‘They’re gone, Jacob.’
‘Gone? What do you mean, gone?’
‘Mrs Cuddeback came in a little while ago and took them home with her. She’s agreed to keep them for a while, to see how they all get along together, but I’m sure they’ll be fine. She’s had ten children of her own. She’ll know how to care for them properly.’ She saw that he hadn’t moved. ‘I must say, you don’t look very pleased. I thought you’d be jubilant. Now you’ll be free to do as you like, and they’ll have some sort of normal home. Or did you particularly want them to go live with Miss Moon?’
‘Who took them?’
‘Mrs Cuddeback. The Hassayampa Mine foreman’s wife.’
‘You mean that woman. with the iron jaw who looks like she used to recruit mule skinners for the army?’
Carrie flushed. ‘We are all as God saw fit to make us. Annie Cuddeback is a good wife and mother, and a good Christian woman. She’ll see that the children get proper food and rest, and begin to learn decent speech and manners, which is more than you— What is the matter with you? You know you told me that if I could find someone who would take them you’d be glad to let them go! Now you look as if I’d thrown them to the wolves. Surely you’re not sorry to have them out of your way?’

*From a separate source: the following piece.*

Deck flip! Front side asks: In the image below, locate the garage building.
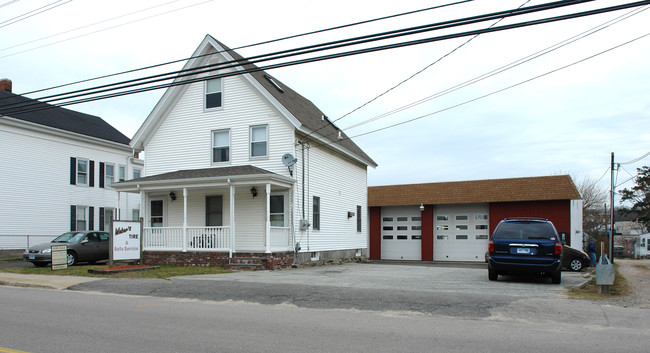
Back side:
[368,175,583,262]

“Hell, no! Why should I be? They’re not my kids.’ He was still feeling the aftereffects of his encounter with Delia. She had stirred him more than he let her know.
‘What’s wrong then?’ Carrie asked, coming forward a few more steps, frowning at him. ‘You look pale. Are you sick?’
‘Sick?’ He did feel a strange emptiness in the pit of his stomach. ‘No. I haven’t had any breakfast yet. I’m hungry.’
He looked at the welter of trash that was strewn across the back lots, from the jail down to the stage road beyond the Red Front. Somewhere in all that mess was Rosie Robles’s carpetbag with its false bottom, hiding — unless both he and Delia were wrong — ten thousand dollars. Without Urraca to guide him, how was he ever going to find it now?
15
The carpetbag remained hidden from him. His break with Delia was complete enough to make him swerve to the other side of the street right after checking the Happy Apache and avoid her end of the block entirely. With the kids gone and his belt returned to him, he should have known peace for the remainder of his time in town, but it was not so.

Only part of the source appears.